China’s human rights record worsened in 2011, making it the most repressive year in a decade, after Beijing launched a crackdown following protests across the Arab world, a group said Friday.
Hong Kong-based Chinese Human Rights Defenders said in its annual report on rights activists in China that 2011 was characterised by lengthy jail terms, enforced disappearances and torture of dissidents.
Political upheaval that rocked the Middle East and sparked calls for anti-government “Jasmine rallies” in China spooked authorities, who responded by launching one of the toughest crackdowns on dissent in years, it said.
The group said the move to silence government critics “marked yet another low point in China’s human rights, making 2011 the most repressive year since the rights defence movement began in the early 2000s.”
It estimated that dozens of activists were disappeared and tortured, while several veteran dissidents were sentenced to long jail terms.
One of the most alarming developments last year was the use of “enforced” disappearances, in which at least two dozen activists were taken by authorities and held for long periods of time in secret locations, the organisation said.
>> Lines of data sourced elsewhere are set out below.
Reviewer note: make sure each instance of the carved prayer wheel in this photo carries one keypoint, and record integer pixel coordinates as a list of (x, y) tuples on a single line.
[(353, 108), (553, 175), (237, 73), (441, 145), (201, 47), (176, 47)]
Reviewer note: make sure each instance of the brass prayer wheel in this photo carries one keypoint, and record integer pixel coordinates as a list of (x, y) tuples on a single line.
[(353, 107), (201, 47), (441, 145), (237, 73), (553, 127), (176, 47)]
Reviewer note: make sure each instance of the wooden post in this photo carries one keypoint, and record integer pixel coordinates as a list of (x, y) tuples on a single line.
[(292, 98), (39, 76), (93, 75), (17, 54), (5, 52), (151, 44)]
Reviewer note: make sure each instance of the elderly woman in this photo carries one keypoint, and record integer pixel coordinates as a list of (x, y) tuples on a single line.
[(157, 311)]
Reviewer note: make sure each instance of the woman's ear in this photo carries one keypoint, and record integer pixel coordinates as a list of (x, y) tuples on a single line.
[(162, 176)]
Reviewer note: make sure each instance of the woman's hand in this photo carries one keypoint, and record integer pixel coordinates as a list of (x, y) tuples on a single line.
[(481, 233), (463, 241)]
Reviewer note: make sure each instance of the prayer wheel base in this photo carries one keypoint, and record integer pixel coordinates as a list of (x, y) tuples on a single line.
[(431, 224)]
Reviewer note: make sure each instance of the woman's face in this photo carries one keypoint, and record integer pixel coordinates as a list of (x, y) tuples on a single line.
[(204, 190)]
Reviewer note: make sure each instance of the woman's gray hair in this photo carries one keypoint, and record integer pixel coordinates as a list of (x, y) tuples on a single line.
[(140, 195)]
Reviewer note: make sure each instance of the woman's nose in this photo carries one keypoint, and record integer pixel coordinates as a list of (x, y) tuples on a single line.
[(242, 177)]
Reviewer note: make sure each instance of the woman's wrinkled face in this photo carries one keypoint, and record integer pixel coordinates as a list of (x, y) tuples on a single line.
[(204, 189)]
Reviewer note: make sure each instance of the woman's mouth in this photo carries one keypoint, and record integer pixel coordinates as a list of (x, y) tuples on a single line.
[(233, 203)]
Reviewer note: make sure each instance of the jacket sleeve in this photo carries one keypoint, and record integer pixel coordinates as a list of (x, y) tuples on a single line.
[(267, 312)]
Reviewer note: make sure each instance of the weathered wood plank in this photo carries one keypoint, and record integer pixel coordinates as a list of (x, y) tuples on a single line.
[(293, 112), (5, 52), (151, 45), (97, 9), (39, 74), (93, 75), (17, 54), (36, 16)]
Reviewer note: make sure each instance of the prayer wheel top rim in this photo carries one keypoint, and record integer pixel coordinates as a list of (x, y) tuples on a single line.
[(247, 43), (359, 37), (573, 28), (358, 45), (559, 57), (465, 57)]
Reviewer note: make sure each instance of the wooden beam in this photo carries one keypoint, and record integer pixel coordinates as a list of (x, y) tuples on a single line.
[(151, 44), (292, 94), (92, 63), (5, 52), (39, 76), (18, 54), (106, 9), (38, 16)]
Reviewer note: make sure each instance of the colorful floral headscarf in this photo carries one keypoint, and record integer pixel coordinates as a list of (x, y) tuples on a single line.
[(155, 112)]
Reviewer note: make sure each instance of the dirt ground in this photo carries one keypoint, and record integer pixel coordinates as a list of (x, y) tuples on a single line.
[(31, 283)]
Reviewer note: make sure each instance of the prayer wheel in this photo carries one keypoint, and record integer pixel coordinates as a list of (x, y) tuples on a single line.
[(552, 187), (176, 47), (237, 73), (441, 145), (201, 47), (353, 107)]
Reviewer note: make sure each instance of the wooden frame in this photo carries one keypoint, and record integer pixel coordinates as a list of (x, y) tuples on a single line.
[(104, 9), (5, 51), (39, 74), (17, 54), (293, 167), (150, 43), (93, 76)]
Secret detentions in China are well-documented — the renowned artist Ai Weiwei was among several dissidents to be taken to unknown locations and held for months without charge during a crackdown on government critics last year.
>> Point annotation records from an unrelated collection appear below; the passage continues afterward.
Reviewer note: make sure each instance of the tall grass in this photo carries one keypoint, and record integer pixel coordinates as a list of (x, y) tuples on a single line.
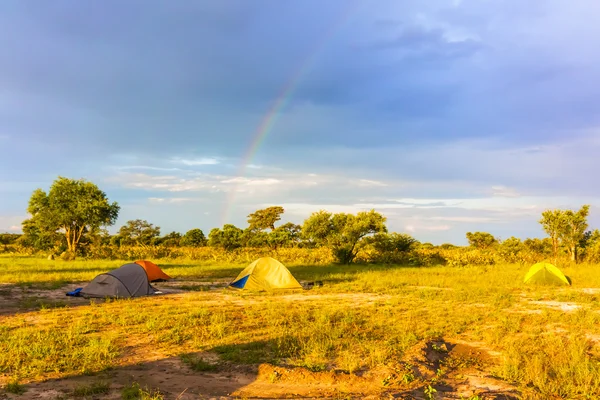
[(364, 317)]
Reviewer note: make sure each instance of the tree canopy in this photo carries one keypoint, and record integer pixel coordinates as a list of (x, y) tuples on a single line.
[(139, 232), (342, 231), (481, 240), (75, 207), (265, 219)]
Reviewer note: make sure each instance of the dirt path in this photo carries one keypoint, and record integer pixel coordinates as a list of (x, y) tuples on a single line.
[(417, 372)]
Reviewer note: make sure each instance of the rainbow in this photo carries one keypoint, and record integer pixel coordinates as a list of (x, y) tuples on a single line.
[(283, 98)]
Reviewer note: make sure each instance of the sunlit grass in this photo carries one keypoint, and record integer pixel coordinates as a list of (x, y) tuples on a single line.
[(364, 317)]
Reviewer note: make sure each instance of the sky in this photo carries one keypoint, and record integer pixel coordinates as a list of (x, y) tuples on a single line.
[(446, 116)]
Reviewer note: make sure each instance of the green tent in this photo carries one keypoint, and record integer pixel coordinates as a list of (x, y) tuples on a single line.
[(546, 273)]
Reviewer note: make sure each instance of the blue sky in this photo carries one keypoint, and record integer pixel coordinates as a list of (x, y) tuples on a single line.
[(446, 116)]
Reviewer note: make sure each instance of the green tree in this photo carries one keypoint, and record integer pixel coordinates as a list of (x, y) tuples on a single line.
[(553, 224), (481, 240), (286, 235), (139, 232), (171, 239), (511, 249), (392, 242), (229, 238), (75, 207), (573, 230), (566, 227), (194, 238), (254, 238), (265, 219), (342, 231)]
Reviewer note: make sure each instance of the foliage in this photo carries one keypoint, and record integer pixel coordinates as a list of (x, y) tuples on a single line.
[(75, 207), (342, 232), (139, 233), (567, 228), (552, 222), (171, 239), (265, 219), (9, 238), (573, 231), (194, 238), (511, 249), (481, 240), (229, 238)]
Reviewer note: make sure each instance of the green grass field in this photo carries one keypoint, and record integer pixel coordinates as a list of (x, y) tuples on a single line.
[(376, 326)]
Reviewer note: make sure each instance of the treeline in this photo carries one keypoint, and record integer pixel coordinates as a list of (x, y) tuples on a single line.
[(71, 219)]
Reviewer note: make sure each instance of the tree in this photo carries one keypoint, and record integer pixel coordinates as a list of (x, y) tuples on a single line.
[(286, 235), (75, 207), (194, 238), (573, 230), (393, 242), (229, 238), (511, 249), (138, 232), (481, 240), (253, 238), (171, 239), (265, 219), (566, 227), (552, 222), (342, 231)]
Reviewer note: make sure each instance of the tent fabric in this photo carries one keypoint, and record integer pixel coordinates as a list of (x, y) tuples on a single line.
[(265, 274), (155, 274), (130, 280), (546, 273)]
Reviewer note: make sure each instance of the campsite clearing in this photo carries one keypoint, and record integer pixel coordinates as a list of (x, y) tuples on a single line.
[(370, 331)]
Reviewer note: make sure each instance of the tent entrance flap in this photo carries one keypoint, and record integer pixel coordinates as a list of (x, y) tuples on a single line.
[(240, 283), (130, 280), (265, 274), (546, 273)]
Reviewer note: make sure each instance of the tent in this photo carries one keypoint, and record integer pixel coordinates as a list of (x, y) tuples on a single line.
[(155, 274), (265, 274), (546, 273), (130, 280)]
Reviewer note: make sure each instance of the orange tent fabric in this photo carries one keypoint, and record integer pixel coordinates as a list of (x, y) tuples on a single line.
[(154, 273)]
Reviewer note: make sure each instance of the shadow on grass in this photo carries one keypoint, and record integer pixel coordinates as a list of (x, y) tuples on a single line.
[(255, 369), (188, 376)]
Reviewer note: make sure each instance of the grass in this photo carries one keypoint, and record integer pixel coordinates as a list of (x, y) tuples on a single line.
[(135, 392), (92, 389), (15, 387), (197, 363), (363, 318)]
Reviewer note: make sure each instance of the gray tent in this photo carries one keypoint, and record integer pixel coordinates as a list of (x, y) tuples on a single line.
[(130, 280)]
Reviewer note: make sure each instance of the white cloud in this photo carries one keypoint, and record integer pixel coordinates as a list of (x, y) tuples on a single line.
[(146, 167), (252, 181), (196, 161), (503, 191), (368, 182), (172, 200)]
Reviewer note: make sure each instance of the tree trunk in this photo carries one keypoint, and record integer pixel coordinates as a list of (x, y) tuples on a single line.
[(68, 235)]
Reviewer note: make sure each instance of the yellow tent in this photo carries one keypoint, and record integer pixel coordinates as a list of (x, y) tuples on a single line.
[(546, 273), (265, 274)]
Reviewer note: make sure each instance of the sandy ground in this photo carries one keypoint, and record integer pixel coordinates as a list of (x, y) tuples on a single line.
[(176, 380)]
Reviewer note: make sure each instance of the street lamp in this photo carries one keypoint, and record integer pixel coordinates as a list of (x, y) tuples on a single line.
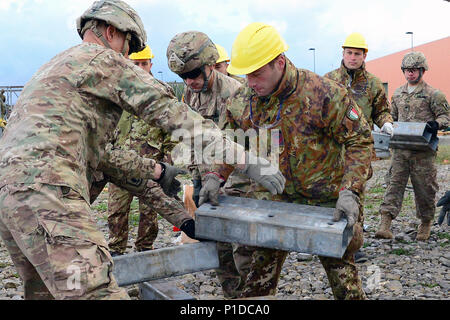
[(412, 35), (314, 57)]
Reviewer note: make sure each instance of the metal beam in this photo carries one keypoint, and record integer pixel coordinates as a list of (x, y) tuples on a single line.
[(270, 224), (162, 290), (412, 136), (163, 263)]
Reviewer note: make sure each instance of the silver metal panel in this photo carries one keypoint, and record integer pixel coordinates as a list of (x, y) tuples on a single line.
[(270, 224), (163, 263), (412, 136), (162, 290)]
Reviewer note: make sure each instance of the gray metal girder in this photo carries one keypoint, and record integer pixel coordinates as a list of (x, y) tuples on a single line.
[(412, 136), (162, 290), (270, 224), (163, 263)]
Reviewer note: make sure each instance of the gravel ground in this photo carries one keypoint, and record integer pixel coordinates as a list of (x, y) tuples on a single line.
[(398, 269)]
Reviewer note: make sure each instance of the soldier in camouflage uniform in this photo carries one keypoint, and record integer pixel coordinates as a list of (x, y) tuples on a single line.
[(316, 118), (149, 142), (415, 101), (222, 63), (365, 88), (192, 55), (55, 144)]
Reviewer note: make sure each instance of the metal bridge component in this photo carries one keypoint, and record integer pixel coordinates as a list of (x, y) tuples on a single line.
[(270, 224), (162, 290), (413, 136), (163, 263)]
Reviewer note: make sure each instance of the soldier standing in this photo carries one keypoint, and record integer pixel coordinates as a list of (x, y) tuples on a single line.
[(316, 118), (149, 142), (55, 142), (365, 88), (222, 63), (415, 101), (192, 55)]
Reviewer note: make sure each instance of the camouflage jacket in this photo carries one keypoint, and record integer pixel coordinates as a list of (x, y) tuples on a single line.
[(422, 105), (367, 91), (148, 141), (211, 104), (67, 113), (318, 118)]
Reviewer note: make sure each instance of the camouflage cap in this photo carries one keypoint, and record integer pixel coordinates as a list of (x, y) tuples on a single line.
[(414, 59), (120, 15), (190, 50)]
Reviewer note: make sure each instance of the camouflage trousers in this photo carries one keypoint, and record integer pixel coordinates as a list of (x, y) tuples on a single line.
[(246, 271), (119, 204), (420, 167), (55, 245)]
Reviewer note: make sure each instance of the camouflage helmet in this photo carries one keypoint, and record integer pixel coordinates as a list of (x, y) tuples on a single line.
[(118, 14), (414, 60), (190, 50)]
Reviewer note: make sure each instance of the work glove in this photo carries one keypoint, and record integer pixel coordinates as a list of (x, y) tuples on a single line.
[(347, 205), (445, 211), (169, 184), (210, 189), (188, 227), (433, 127), (262, 171), (388, 128)]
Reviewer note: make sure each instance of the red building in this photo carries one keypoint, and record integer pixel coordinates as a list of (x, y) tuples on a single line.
[(437, 52)]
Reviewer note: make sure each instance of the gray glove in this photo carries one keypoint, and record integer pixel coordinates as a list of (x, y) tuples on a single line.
[(169, 184), (445, 211), (210, 189), (262, 171), (347, 205)]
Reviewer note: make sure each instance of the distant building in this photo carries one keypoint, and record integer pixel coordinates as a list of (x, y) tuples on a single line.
[(437, 52)]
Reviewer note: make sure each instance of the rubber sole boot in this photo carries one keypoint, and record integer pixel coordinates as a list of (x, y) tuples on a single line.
[(384, 232), (424, 231)]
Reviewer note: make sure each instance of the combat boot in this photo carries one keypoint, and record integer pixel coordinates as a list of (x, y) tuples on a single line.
[(424, 230), (384, 231)]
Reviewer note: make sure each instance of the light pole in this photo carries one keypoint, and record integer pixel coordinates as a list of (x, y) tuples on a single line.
[(412, 35), (314, 57)]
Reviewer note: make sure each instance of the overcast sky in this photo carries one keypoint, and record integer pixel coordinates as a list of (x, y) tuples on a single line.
[(33, 31)]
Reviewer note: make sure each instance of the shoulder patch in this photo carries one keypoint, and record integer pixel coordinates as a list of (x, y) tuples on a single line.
[(352, 114)]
China had planned to make it legal to “disappear” criminal suspects as part of changes to the country’s criminal law, which is under debate this week by lawmakers attending the annual National People’s Congress.
However, in what was hailed as a victory for judicial reformers, China has abandoned those controversial plans following a public outcry.
Those proposed amendments to the law previously included a clause that allowed police to hold people suspected of terrorism or endangering national security in secret locations without notifying their families.
But the clause has been excised from the amended Criminal Procedure Law, according to a draft and rights activists.